It all starts with a solid foundation. That has been an expression forever, I am sure we have all heard it and even used in paraphrasing someone.
ICF's or Insulated Concrete Forms are always gaining popularity in the construction world, although still a small blip on the radar map every year the manufacturers boast about sales increasing, year after year. As codes are changing and insulation requirements are getting stricter ICF's are growing in popularity, as a matter of fact, and I am going off subject here, January 1st, 2012 the building code in Ontario Canada changes and ICF's are expected to be seen in 7 out of 10 foundations going in, that's 70%, considering today it may be 3%, that's an unheard of increase, now lets see if it happens.

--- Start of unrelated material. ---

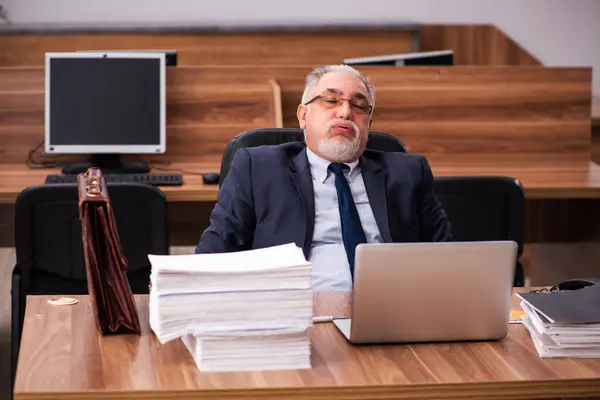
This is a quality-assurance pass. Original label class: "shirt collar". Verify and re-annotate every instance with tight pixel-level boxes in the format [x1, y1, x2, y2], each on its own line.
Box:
[306, 147, 359, 183]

On to the footings...for ICF's
The footing is the first and foremost important part of ICF construction. Over the years I have seen footings in tract homes out by 6" and the wall forming crew shows up, sets up there forms and pour away using the lowest point as the top of wall, so the suppose to be 8'-0" basement becomes ~7'-6" and no one really cares, it's a tract home, the people who buy them, they don't really notice or don't really care.
With ICF, the industry touts the importance of a level footing, ~1/4" and with good reason. Since ICF blocks are designed to lock together like Lego Blocks they want to sit on a flat level surface and if the footing is too high, too low, out of level it needs to be fixed. There are a few ways to correct it, one being to shim the wall as needed to raise the blocks to the highest point, or cut the blocks to meet the lowest point. What for, when all it is going to take is a little bit of extra time to check and double check with the laser prior to pour and again check it as you are pouring the footings.
I will be the first to admit, I am the most expensive footing quote you will get, because I am building the ICF wall on top of it and I know how much time I spend building the footing right. I have seen people balk at my footing price because his slab guy or carpenter (who's usually are not bad) give a bid for up to 1/2 of what I charge. There is a way to overcome this, if I don't build and pour the footing and I show up to start the wall and find the footing out by more than ~1/4" or the steps footings were built to the wrong dimensions I charge $ XX.XX per foot...for the entire length of the footing. Now if you take this amount into consideration, it usually exceeds the savings by using someone else.
Some people tell me to settle down, that I can't do that, that it is ridiculous, etc. But at the end of the day I priced the ICF work which did not include me losing a day or sometimes two having to get the job started because someone just didn't care enough and was rushing. I went to a job last summer, the GC had his crew do the footings just to keep them busy, as usual I was too expensive. The older gentlemen on site, about 62 or so, couldn't understand why I was complaining...All as he said was 'It's just a footing, no one is ever going to see it'. Well after seeing us mess around for 2 days fixing his 'it's just a footing', he understands why I preach the importance of it...and charge for it.